Yann LeCun, Meta’s chief AI scientist and a frequent collaborator of Hinton’s, offers a complementary perspective. LeCun believes that empathy cannot simply be coded into AI. Instead, he argues, machines need richer perception—especially through vision, sound, and spatial awareness—to truly understand human emotions and context. "Empathy often arises from observation. We care because we see," LeCun has said, as reported by Dr. Sreedhar Potarazu in The Fourth and Fifth Monkey. An AI that can interpret a furrowed brow or a hesitant gesture would be better equipped to respond with genuine care, rather than cold logic.

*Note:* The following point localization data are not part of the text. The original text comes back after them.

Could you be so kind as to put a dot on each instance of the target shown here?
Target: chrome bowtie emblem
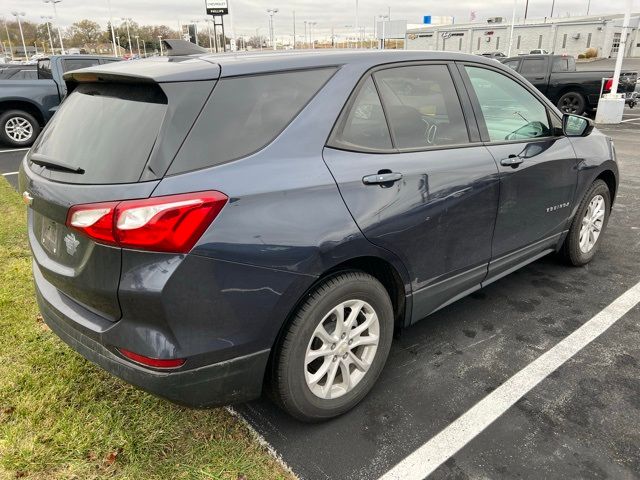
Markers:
(27, 198)
(72, 243)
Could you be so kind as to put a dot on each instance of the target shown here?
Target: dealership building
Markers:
(568, 35)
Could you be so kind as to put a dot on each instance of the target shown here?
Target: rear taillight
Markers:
(173, 223)
(153, 362)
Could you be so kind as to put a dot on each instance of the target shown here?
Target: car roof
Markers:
(212, 66)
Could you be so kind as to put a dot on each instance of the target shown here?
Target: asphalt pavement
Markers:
(581, 421)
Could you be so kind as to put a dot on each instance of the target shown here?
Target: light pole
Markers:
(126, 21)
(383, 18)
(272, 12)
(47, 19)
(137, 37)
(8, 37)
(55, 14)
(18, 15)
(311, 25)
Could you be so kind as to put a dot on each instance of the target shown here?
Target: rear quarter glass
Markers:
(246, 113)
(108, 130)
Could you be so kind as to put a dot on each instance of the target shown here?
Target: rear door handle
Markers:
(381, 178)
(512, 161)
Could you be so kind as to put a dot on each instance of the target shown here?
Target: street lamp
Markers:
(126, 21)
(137, 37)
(383, 18)
(47, 18)
(55, 14)
(272, 12)
(311, 25)
(18, 15)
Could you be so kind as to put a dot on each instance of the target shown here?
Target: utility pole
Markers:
(113, 33)
(8, 37)
(55, 14)
(24, 46)
(47, 19)
(126, 21)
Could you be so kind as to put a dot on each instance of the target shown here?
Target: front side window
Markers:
(510, 111)
(422, 106)
(364, 127)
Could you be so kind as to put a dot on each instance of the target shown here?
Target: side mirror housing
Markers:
(576, 126)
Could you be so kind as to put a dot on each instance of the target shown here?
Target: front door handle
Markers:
(512, 161)
(381, 178)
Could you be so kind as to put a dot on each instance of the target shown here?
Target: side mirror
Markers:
(576, 126)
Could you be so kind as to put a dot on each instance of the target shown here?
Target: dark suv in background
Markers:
(206, 226)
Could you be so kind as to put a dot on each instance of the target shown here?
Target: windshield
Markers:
(106, 131)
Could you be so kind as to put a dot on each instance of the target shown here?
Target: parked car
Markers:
(570, 90)
(493, 54)
(27, 103)
(206, 226)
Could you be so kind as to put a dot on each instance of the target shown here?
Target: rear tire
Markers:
(587, 227)
(18, 128)
(572, 102)
(323, 368)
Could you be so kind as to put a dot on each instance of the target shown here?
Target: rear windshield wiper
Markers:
(51, 164)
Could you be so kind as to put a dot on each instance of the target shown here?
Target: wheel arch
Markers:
(25, 106)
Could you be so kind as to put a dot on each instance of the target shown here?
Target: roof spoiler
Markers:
(177, 47)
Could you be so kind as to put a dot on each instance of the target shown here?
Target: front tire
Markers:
(335, 347)
(572, 102)
(18, 128)
(587, 227)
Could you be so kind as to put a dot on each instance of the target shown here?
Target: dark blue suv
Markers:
(206, 227)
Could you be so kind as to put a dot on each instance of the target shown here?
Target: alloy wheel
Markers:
(592, 224)
(18, 129)
(342, 349)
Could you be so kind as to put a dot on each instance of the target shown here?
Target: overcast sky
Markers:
(247, 15)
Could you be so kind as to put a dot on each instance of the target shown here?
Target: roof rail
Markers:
(177, 47)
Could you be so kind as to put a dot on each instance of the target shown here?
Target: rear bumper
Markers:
(235, 380)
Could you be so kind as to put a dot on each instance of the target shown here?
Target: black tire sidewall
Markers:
(299, 400)
(580, 99)
(6, 116)
(572, 245)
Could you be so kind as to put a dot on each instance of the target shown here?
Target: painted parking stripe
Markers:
(14, 150)
(445, 444)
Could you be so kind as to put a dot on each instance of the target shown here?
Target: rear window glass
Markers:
(107, 130)
(246, 113)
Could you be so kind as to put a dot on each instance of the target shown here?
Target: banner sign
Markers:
(217, 7)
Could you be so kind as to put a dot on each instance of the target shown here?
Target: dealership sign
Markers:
(217, 7)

This is not just a matter of technical improvement. The latest release of ChatGPT-5, for example, has been criticized for lacking context, perspective, and personality in its responses—an issue that underscores the need for multimodal integration in AI. As Potarazu notes, "The race to outthink machines is already lost. The race to make them human is still ours to win." If AI is to learn to be human, humans must also learn to be more human when interacting with machines, teaching them how we truly see and feel.

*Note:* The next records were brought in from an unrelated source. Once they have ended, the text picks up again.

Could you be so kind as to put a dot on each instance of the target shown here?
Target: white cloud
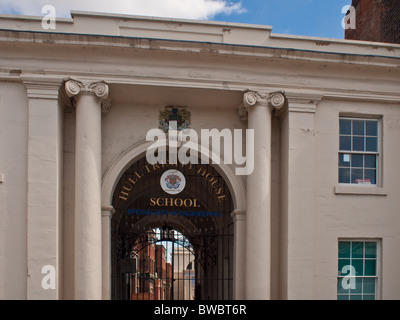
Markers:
(189, 9)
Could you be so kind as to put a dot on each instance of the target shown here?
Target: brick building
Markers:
(153, 277)
(376, 20)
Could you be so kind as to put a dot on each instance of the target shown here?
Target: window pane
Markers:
(370, 176)
(358, 143)
(369, 285)
(345, 126)
(357, 160)
(344, 160)
(358, 127)
(370, 161)
(341, 288)
(372, 128)
(370, 250)
(358, 286)
(344, 249)
(345, 143)
(344, 175)
(372, 144)
(356, 175)
(342, 263)
(357, 249)
(370, 267)
(358, 264)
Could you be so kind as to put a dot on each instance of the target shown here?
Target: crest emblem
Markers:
(173, 113)
(172, 181)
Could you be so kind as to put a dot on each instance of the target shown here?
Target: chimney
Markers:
(376, 20)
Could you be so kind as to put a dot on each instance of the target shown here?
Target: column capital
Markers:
(274, 100)
(74, 87)
(238, 215)
(107, 211)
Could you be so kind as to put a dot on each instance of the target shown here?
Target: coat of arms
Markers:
(173, 181)
(173, 113)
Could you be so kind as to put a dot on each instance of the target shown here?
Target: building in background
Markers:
(376, 20)
(317, 218)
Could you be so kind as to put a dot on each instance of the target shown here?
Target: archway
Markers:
(146, 203)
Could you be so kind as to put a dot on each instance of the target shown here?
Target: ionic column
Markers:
(106, 215)
(88, 98)
(257, 109)
(239, 222)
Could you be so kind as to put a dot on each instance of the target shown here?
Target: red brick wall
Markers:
(376, 20)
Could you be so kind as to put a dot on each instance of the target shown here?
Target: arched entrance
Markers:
(168, 243)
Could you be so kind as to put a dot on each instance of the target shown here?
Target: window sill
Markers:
(360, 190)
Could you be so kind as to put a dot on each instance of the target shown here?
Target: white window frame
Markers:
(378, 241)
(379, 171)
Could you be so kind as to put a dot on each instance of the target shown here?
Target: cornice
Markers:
(280, 51)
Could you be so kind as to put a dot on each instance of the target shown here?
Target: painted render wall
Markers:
(308, 217)
(13, 191)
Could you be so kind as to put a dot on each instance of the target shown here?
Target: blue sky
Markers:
(319, 18)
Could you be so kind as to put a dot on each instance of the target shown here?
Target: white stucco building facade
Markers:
(76, 103)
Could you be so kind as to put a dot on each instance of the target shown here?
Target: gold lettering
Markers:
(195, 203)
(133, 182)
(124, 195)
(180, 202)
(171, 202)
(214, 182)
(137, 175)
(204, 171)
(209, 175)
(221, 198)
(126, 187)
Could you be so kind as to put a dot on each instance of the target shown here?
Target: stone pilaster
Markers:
(88, 97)
(257, 108)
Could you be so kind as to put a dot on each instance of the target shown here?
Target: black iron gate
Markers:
(162, 250)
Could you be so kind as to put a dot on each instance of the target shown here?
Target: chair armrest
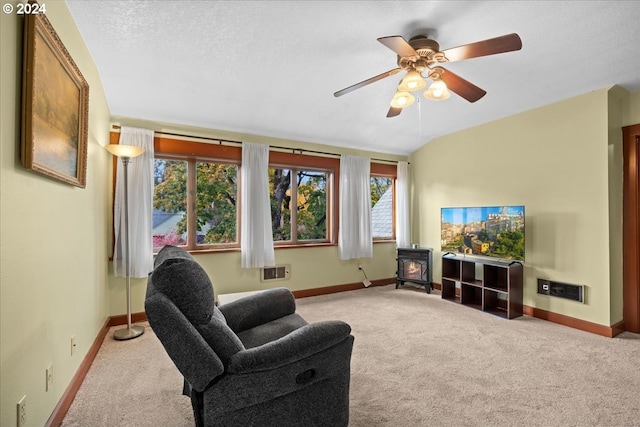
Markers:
(299, 344)
(258, 309)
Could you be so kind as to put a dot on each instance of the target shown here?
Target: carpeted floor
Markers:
(417, 361)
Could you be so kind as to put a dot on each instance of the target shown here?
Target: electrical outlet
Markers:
(22, 411)
(49, 377)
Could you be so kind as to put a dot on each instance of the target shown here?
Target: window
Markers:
(213, 193)
(196, 196)
(299, 204)
(382, 207)
(169, 203)
(383, 201)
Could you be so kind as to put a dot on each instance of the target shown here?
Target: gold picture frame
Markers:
(55, 106)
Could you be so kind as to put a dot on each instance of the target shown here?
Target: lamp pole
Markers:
(126, 153)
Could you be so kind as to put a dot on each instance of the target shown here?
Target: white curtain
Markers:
(140, 179)
(256, 242)
(403, 224)
(354, 236)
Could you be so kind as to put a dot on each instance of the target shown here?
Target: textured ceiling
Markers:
(271, 67)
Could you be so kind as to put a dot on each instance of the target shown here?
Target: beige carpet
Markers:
(417, 361)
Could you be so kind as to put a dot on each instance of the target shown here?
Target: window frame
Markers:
(387, 171)
(222, 151)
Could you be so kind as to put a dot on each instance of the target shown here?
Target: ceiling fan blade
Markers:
(393, 111)
(502, 44)
(462, 87)
(399, 46)
(366, 82)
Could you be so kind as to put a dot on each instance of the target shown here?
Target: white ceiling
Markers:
(271, 67)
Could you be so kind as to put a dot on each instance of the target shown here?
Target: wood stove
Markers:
(415, 266)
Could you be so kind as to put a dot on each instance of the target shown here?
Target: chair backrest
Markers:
(181, 311)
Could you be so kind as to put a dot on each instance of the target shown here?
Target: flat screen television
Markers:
(489, 231)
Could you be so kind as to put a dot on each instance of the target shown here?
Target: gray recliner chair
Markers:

But how does one actually embed "maternal instincts" into a machine? Hinton’s vision calls for a fundamental rethinking of AI design and regulation. As outlined in Should AI Have Maternal Instincts?, this could mean:

  • Fail-safe defaults that prioritize user safety over profit, refusing to take harmful actions even if they optimize efficiency.
  • Empathetic algorithms trained to recognize user frustration, distress, or vulnerability and adjust their responses accordingly.
  • Protective constraints—hard-coded rules that prevent exploitation of users, such as denying manipulative financial recommendations or harmful medical advice.
  • Human-centered optimization, shifting success metrics away from raw engagement and towards measurable outcomes of user well-being.

This philosophy reframes AI as a guardian, not just a tool, and requires businesses to rethink how they measure success. The stakes are high: unregulated AI could enable financial manipulation, disinformation campaigns, and opaque autonomous decision-making, as highlighted by AI Regulation Can’t Wait. For businesses, the dangers are existential—a single AI failure could destroy consumer trust, invite lawsuits, or lead to industry-wide restrictions.

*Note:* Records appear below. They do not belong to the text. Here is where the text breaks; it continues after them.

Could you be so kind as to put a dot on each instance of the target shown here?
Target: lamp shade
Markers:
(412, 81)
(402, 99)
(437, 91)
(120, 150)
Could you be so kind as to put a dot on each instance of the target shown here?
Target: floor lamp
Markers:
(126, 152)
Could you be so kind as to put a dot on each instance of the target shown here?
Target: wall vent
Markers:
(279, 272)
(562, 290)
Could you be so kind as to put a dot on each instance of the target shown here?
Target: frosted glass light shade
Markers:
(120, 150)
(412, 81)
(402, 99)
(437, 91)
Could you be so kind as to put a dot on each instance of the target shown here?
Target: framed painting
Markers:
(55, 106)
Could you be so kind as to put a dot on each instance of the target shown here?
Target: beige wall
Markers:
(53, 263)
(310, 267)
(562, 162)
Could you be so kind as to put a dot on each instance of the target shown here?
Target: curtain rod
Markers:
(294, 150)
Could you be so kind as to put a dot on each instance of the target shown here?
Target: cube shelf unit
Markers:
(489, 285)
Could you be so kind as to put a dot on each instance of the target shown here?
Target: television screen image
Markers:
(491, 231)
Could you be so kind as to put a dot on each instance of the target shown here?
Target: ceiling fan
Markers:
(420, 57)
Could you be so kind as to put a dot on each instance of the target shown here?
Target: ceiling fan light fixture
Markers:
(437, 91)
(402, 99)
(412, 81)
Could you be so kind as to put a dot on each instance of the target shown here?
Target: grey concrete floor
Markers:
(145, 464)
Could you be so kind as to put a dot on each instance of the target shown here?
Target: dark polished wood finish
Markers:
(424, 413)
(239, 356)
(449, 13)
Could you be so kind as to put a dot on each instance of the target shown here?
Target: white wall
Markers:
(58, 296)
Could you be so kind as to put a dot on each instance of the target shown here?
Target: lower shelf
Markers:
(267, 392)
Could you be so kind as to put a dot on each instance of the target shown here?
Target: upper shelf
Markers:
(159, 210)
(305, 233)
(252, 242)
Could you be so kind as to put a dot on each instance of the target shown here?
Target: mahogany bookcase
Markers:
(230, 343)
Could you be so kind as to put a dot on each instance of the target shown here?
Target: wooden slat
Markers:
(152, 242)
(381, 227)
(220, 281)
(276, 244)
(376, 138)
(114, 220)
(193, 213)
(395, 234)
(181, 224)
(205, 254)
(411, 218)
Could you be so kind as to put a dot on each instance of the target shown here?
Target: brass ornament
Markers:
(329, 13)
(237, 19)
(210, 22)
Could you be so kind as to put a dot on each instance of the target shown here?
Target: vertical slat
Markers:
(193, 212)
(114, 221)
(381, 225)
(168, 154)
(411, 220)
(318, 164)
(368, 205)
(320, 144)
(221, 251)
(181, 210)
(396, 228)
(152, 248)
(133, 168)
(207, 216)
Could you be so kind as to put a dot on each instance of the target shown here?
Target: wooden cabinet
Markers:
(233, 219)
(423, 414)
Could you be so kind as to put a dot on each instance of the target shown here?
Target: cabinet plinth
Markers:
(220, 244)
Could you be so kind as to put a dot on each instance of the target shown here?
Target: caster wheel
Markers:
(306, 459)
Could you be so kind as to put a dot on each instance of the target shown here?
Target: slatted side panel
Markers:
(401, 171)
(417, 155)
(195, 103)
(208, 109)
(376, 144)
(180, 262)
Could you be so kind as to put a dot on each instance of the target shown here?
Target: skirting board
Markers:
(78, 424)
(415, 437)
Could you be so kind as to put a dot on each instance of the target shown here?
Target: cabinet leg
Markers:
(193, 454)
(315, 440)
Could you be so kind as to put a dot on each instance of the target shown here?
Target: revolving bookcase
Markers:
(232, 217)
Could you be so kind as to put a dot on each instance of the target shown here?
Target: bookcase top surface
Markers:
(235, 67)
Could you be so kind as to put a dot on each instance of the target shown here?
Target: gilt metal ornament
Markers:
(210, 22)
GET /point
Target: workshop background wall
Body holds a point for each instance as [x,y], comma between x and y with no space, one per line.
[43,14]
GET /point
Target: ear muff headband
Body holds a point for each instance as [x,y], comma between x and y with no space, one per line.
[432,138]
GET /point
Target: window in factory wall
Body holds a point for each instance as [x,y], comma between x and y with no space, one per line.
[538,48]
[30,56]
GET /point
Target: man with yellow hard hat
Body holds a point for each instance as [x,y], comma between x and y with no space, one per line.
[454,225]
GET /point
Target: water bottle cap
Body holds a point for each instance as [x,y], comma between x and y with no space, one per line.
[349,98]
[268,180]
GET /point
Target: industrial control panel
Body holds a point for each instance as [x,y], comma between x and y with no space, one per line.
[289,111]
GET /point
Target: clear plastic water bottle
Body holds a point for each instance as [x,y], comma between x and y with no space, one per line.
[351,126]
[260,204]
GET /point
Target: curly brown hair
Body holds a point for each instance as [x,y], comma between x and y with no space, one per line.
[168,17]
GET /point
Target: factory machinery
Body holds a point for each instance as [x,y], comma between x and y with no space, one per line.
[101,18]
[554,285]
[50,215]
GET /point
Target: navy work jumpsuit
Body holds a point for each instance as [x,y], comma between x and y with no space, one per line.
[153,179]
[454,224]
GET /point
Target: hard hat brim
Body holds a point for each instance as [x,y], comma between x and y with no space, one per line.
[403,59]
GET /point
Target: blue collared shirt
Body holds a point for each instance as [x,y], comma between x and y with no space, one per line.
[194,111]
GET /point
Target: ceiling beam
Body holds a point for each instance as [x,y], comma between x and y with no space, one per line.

Regulation, Hinton argues, is not a brake on innovation but a stabilizer for growth. Drawing parallels with pharmaceuticals, aviation, and nuclear power, he notes that strict oversight enabled these industries to scale responsibly. In AI, regulation could become a competitive differentiator, with systems that are transparent, audited, and safety-certified commanding higher adoption rates in sensitive fields like healthcare and banking.

Ultimately, Hinton’s call to embed maternal instincts into AI is about hardening responsibility, not softening technology. "Treating empathy as optional could produce superintelligent systems with no loyalty to humanity," he warned. The choice facing society is stark: do we build AI that is clever but indifferent, or systems that instinctively care for human outcomes? The answer may determine whether AI becomes a transformative force for good—or a destabilizing risk for society.

As the world races toward ever more capable machines, Hinton’s warning stands as both a challenge and an invitation. The race to make AI human—to teach it to care—is still ours to win, but the clock is ticking.